How to Drain a Front-Loading Washing Machine
If you have a front-loading washer, follow the steps below to drain it:
Step 1: Locate the Drain Hose
Front-load washers usually have a single drain pump filter that also doubles as a waste water drain. You may not find this setup on some washers, though. Instead, your washer may have a separate hose pipe and pump filter. You should easily find this component(s) behind the washer’s access panel at the bottom corner of the machine(in front of it.
Step 2: Drain the Washer
Whether your front-loading washer has a filter-only setup or a separate filter and drain will determine how you go about draining it.
Filter Only Set Up
Station a bucket underneath the washer to collect the water, then slowly turn the drain filter knob counterclockwise until the water begins to pour. Be careful not to pull the filter all the way out or you may not be able to control the flow. This will also help you to lock the drain when your bucket gets full. Do this until all the water drains out.
Separate Filter And Drain Pump
Station a bucket underneath the washer like the case with the above setup, then unscrew the end cap of the drain tube to unclip it from its position. This should get the water flowing out. Stop the flow when the bucket gets full and repeat the process until done. Replace the lid and clip the hose into place after draining all the water.
Just like it was done with the top-loading washer, you may experience slow draining in your top loader. This indicates that there’s a clog in the filter. Clean out any dirt on the filter by using a soft-bristled brush.
If you can’t figure out where the clog is coming from even after cleaning the drain pump and hose, you may need professional help.
How to drain a portable washing machine?
Portable washing machines have come to comfortably answer the question “how would you wash away from home.” But portable washers may develop the same problems as their regular counterparts. But do not fret if your portable washer needs to be drained; the procedure is quite straightforward:
- Unplug the machine from the wall socket.
- Place the drain hose in a bucket, preferably at a lower height than the water surface, to allow gravity to push the water out.
- There is a knob that allows you to drain the machine on a portable washer. Turn it and allow the water to discharge under gravity into the bucket.
Why Won’t My Washing Machine Drain Water?
Your washing machine not draining could be caused by a few different things:
- The pump in your washer can be defective, or the drain pipe might be jammed.
- You might have a broken lid belt or switch.
- A jammed drain hose could be the problem, in which case you need to unclog it using a snake tool.
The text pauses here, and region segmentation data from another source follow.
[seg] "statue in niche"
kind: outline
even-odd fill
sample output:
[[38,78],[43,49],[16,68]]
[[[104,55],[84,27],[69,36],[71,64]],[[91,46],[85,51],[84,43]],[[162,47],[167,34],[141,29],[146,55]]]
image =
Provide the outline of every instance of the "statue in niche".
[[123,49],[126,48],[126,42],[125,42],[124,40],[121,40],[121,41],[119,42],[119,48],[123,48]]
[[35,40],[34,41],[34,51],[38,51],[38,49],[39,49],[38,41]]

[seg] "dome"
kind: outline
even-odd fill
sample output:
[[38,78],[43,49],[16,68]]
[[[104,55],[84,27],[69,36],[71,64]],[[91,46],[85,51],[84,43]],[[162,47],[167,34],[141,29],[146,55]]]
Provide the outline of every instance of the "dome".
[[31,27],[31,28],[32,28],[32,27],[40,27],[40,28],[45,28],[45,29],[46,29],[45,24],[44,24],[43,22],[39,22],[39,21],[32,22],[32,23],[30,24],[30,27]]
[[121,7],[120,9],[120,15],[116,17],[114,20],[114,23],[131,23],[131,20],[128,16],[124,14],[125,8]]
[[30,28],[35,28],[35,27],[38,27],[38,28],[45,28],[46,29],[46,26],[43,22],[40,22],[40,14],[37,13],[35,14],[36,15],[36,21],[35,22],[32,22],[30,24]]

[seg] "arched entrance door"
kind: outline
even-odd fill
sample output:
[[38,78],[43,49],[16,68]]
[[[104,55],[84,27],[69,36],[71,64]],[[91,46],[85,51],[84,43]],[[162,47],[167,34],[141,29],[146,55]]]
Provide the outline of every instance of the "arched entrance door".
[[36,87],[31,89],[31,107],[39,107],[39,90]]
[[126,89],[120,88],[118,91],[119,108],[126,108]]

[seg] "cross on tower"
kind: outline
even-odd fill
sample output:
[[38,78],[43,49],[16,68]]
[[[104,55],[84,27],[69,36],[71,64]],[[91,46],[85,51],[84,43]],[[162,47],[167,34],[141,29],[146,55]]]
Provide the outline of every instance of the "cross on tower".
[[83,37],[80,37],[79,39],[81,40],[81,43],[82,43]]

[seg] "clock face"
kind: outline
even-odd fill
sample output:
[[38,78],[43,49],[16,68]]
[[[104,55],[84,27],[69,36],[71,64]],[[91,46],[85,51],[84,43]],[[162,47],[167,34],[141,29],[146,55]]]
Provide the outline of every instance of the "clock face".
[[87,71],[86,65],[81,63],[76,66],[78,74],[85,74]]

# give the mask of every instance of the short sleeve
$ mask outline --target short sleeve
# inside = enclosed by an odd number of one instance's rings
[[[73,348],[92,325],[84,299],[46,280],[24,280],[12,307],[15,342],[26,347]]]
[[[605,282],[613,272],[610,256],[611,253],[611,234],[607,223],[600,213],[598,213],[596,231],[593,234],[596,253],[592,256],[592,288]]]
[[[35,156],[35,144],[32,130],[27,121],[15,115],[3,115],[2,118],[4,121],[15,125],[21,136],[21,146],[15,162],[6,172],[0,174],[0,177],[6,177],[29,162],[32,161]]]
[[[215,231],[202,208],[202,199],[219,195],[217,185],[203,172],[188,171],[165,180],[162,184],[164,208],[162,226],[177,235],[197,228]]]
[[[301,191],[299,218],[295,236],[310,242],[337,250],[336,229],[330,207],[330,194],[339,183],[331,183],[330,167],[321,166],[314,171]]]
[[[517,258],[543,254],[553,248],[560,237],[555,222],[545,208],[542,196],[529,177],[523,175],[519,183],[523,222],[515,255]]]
Whatever the cause, before any repair or diagnostic can be made, the washing machine’s water must be drained.
Can I Pour Boiling Water Down the Drain Hose to Fix a Blockage?
Yes, you can. Your washer drain hose already handles hot water from draining used hot water when you wash with the hot cycle, although it is unlikely that pouring hot water down the drain pipe would do much to clear any other blockages in it.